То, что на соседней кровати плачет Юлька, я поняла далеко не сразу. Она всегда тихо плакала: без всхлипов и красных пятен по всему лицу. Просто из глаз текли слёзы и всё –будь то мамы Надина отповедь или сТессанная коленка.
Сейчас же я действительно не понимала, что именно в моих словах расстроило подругу. Говорила я правду, Юлька даже поддакивала. Я уже привстала было, чтобы её об этом спросить, как взгляд кое за что зацепился.
Мои тапочки.
Перед Юлькиной кроватью стояли мои старые тапочки.
Поражённая увиденным, я тихонько опустилась на кровать и крепко задумалась.
С самого детства Юлька отчаянно косолапила. Обувь у неё всегда снашивалась быстрее. Каблуки стёсывались с одной стороны, подошва уходила внутрь. Школа манекенщиц стала её заветной мечтой, потому как только там, по мнению Юльки, она научится правильно ходить. Ну а пока маме Наде приходилось раз в полгода покупать ей новую обувь. Кроссовки, сапоги, туфли, тапочки – Юлькина нога росла быстрей моей, и если обувь была не сильно стоптана, её донашивала я.
В больницу мне принесли новые войлочные тапочки. Старые, на размер меньше обычного, теперь носила Юлька.
Так стыдно мне больше никогда в жизни не было.
Чёрная неблагодарность, помноженная на гонор – самое слабое определение, которое только можно было дать и моим словам, и моим мыслям.
Торнадо сильнейшего сожаления занёс меня в Юлькину кровать. Куда там тому, что перенёс Элли из Канзаса в Страну Чудес!
У нас не было Страны Чудес, не было Канзаса. Был обычный город, где люди выживали, как в любом другом городе. Где меня-сироту не бросили, а приютили, обогрели теплом и заботой наравне с родной дочерью. Меня не ущемляли, а любили, делились как с равной и домом, и хлебом, и любовью. Где я никогда не чувствовала себя чужой. Где как должное принимала всё, что для меня делали мама Надя, баба Сима, и Юлька – единственные родные души, которым я была небезразлична. И позволить себе так охаять родных! Образ жизни и дом, который, по сути, не был моим!..

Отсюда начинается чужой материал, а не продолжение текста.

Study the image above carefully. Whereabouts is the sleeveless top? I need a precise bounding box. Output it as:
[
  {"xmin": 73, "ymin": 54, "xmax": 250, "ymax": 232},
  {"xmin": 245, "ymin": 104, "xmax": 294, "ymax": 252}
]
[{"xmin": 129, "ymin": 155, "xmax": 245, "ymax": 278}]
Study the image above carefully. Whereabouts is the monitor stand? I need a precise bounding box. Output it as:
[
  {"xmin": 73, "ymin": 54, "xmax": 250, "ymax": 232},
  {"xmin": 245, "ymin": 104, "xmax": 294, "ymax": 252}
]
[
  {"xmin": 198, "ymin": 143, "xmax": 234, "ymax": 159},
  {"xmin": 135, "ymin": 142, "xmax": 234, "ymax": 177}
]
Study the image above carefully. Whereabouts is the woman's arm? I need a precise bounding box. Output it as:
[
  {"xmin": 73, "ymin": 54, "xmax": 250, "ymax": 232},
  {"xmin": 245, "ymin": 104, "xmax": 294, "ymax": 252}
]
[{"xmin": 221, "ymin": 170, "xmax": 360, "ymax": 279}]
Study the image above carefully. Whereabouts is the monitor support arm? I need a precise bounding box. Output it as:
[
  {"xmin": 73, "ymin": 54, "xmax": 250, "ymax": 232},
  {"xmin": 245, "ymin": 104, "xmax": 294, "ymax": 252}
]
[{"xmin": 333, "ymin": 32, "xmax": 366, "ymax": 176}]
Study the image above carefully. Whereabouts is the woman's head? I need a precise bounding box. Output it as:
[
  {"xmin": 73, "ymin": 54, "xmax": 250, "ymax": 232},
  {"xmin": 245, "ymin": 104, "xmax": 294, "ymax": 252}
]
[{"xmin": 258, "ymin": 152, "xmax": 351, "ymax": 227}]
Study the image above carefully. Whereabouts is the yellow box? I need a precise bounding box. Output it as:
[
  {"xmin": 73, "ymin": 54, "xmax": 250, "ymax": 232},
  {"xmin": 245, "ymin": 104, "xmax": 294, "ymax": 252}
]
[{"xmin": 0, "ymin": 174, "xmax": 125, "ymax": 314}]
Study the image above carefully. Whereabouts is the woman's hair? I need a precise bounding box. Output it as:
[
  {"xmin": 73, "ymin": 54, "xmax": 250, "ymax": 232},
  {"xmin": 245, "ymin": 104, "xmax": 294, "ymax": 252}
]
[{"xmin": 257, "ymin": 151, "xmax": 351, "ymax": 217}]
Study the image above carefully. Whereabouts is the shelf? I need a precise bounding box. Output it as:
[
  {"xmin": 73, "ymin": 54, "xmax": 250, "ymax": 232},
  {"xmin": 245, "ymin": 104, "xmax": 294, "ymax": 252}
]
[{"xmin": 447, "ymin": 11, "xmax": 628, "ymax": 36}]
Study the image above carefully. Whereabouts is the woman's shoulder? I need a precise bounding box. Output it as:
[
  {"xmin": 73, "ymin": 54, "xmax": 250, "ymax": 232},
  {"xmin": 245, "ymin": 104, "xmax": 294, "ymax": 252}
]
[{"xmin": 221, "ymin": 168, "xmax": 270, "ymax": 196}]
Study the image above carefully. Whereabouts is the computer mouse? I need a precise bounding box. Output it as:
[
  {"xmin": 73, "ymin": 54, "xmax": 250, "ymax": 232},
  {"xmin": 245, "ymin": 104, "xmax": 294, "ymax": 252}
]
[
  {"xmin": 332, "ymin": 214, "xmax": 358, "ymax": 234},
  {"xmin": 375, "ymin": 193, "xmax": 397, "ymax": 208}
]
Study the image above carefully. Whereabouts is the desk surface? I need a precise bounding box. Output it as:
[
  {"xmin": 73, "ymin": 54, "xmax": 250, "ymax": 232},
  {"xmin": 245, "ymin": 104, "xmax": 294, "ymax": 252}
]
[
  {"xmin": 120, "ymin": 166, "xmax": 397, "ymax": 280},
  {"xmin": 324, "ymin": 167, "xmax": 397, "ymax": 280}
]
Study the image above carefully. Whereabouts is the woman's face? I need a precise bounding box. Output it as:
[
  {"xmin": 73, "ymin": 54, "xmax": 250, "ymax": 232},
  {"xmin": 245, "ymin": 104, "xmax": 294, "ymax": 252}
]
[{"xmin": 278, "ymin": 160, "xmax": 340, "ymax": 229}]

Теперь мы плакали вместе. Ничего не говорили, а просто плакали, обнявшись.
Так и заснули.
Думаю, та ночь окончательно сроднила нас с Юлькой. Иначе как к сестре я к ней никогда не относилась.
Довольно быстро мне удалось убедить себя, что всё случившееся в «Парусе» не больше чем сон: и то, как я спасла Веронику, и её брат, и больница, и апельсины, и высокие татуированные парни с пакетами фруктов…
В это тем проще оказалось поверить, когда я узнала, что сестру Тимура забрали из нашей школы. Куда Вероника уехала и с кем – узнать было не у кого. А потом стало всё равно: учёба, дела, заботы. Почти на десять лет я забыла о Яворских, и только неожиданная встреча этой весной снова напомнила мне о прошлом.
Глава 8
Клуб «Точка» – самый популярный клуб города. Находится он в центре. Всего подобных заведений у нас около двух десятков, и семь из них – на улице Авиаторов. Обитатели окрестных домов живут в состоянии перманентной войны и с их хозяевами, и с городской администрацией за право спокойно спать в своих кроватях, пока в их подвалах отдыхает ночная публика.
Периодически какой-нибудь из кубов закрывается. Так же, периодически, спустя какое-то время открывается вновь. Меняются хозяева, меняются вывески, но ничего другого на улице Авиаторов нет и быть не может. Если только несколько круглосуточных магазинов, по ночам торгующих «запрещёнкой».